Hello,
E-mail goes from server to server based upon DNS MX (mail exchange)
records. On each server the message is whole and intact with additional
information attached. I can't speak for how it's treated by anything other
than sendmail, but sendmail has a queue directory which has two files for
each message, one for the message (minus the header) and a second file with
the header and sender/sending/tracking information, etc.. I will get back
to MX records in a minute but each mail server first accepts the message and
writes it to some type of queue before trying to deliver it. The admin of
these mail server can configure them anyway they want, even setting them
only to queue mail (and then after they copy them they can release them, or
they could automate this as simply as setting the server to queue only and
then automatically copy the message out of the spool file and shipping them
to the next mail server. Now, back to MX records. Each domain should
configure their DNS with a minimum of one MX record, usually 2 or three are
better...however these should be either mail server that they control
directly or mail servers that someone they trust are maintaining. The only
other mail server that should handle the message is the one which is being
used by the sender of the message, which should be under control of someone
the sender trusts. Grabbing e-mails off of a server is by far the easiest
way to steal them.
Now, if you trust the IT department of your company and the IT
department of the company you are sending the message to, them the next
thing to consider is the route between your sending computer to your first
mail server, the connections between all the mail servers and finally the
connection from the final mail server to the receivers computer. Here it's
a matter of bandwidth, in general pack sniffers can only handle so much data
which means someone targeting YOUR e-mail has a much much better chance the
closer they are to you and a person targeting e-mail sent to that SOMEONE
has a much much better chance the closer they are to that someone. Let's
take a fictitious example, your company used Netcom for their connection and
the person you are sending the e-mail to used Vitts for their connection.

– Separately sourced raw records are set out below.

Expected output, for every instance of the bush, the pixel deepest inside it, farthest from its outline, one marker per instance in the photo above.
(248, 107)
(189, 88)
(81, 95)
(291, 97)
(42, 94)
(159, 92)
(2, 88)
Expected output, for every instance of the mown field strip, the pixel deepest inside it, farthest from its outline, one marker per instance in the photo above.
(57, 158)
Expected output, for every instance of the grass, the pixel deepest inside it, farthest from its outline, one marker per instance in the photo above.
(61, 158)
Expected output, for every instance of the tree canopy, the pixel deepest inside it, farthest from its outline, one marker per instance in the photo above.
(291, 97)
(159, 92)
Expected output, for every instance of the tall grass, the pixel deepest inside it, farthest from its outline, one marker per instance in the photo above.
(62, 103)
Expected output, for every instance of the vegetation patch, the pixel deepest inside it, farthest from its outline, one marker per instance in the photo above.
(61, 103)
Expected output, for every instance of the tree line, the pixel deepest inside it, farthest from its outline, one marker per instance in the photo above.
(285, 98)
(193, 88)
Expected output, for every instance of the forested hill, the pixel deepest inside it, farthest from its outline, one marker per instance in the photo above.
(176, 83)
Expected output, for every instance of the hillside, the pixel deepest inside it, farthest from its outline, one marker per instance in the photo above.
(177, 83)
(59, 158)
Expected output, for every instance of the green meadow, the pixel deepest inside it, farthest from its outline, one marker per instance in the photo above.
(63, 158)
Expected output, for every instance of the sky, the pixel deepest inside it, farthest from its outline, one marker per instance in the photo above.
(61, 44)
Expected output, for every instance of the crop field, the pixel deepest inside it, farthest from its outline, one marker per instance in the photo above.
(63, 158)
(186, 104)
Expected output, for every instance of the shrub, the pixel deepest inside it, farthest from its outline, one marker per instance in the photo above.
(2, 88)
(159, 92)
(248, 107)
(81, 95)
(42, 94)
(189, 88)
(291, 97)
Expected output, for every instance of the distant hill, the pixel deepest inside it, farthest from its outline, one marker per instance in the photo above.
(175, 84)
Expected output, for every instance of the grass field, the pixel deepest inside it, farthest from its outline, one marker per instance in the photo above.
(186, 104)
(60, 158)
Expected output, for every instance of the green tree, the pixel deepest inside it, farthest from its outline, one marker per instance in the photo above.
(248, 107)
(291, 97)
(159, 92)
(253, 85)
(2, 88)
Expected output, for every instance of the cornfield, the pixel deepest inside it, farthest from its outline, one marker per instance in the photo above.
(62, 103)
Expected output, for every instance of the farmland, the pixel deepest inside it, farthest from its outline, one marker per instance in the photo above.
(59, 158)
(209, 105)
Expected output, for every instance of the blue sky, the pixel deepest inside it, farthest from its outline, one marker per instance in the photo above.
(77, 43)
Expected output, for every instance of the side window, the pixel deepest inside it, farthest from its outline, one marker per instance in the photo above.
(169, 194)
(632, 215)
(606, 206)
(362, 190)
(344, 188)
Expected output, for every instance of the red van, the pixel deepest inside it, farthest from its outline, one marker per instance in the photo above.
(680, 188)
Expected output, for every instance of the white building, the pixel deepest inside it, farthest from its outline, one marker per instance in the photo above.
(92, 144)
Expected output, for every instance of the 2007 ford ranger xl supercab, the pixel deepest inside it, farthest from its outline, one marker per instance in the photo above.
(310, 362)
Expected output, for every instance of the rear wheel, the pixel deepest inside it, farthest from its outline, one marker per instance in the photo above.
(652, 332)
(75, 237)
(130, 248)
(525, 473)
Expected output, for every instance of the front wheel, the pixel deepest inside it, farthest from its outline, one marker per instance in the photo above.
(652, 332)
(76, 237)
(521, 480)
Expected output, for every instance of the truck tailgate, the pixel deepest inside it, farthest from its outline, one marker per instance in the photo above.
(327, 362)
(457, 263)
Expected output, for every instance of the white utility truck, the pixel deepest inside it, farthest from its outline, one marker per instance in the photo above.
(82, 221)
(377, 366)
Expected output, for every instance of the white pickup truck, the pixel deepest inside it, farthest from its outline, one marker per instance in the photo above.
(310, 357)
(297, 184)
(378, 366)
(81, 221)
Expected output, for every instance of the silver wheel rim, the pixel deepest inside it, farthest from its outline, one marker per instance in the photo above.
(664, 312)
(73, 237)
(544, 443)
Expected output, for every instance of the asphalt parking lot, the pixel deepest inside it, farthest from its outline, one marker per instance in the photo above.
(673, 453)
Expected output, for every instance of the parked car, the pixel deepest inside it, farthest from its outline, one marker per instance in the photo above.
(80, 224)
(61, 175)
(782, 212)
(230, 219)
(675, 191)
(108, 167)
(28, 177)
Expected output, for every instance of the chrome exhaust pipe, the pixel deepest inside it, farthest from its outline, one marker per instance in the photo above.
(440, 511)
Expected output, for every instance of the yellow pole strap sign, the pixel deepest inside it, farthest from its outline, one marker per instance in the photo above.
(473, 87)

If the person sniffing is sniffing directly from some point between your
computer and your mail server then they can use filters to only look at
connections from your IP to the mail server's port 25 and probably fairly
easily see your e-mail (yes, I have seen lots of e-mails fly by a sniffer
when we had it unfiltered on a company's LAN, but without the filters you
see a little of this e-mail, then a little of that e-mail, etc... as the
packets all pass you by). If the person sniffing is sniffing between your
mail server and the next mail server in the chain (let's assume they already
know what the next server is because otherwise they will see much more
e-mails) then they can filter on the IP address of your mail server and the
IP address of the destination mail server port 25 again. This will net them
all the e-mails that pass from your mail server to the next mail server
which will probably be all e-mails between the two companies. However, the
'if' of knowing the next mail server is moderate and the chance of getting
between the two servers is iffy because of dynamic routing and even with the
filters they still have to check the headers of ALL the IP packets going by
them which in the case would probably be all traffic processed by your
provider. Fairly unlikely I would guess but, I have no experience. Now,
if they are on the other side the situation again gets simpler when they are
between the final mail server and the receiving computer, here they filter
on the two IP address and (source port of 110 for POP3 {returning traffic
from the mail client's connection to port 110}). Again, sniffing on a local
LAN I have seen lots of e-mail fly by on pop3 connections.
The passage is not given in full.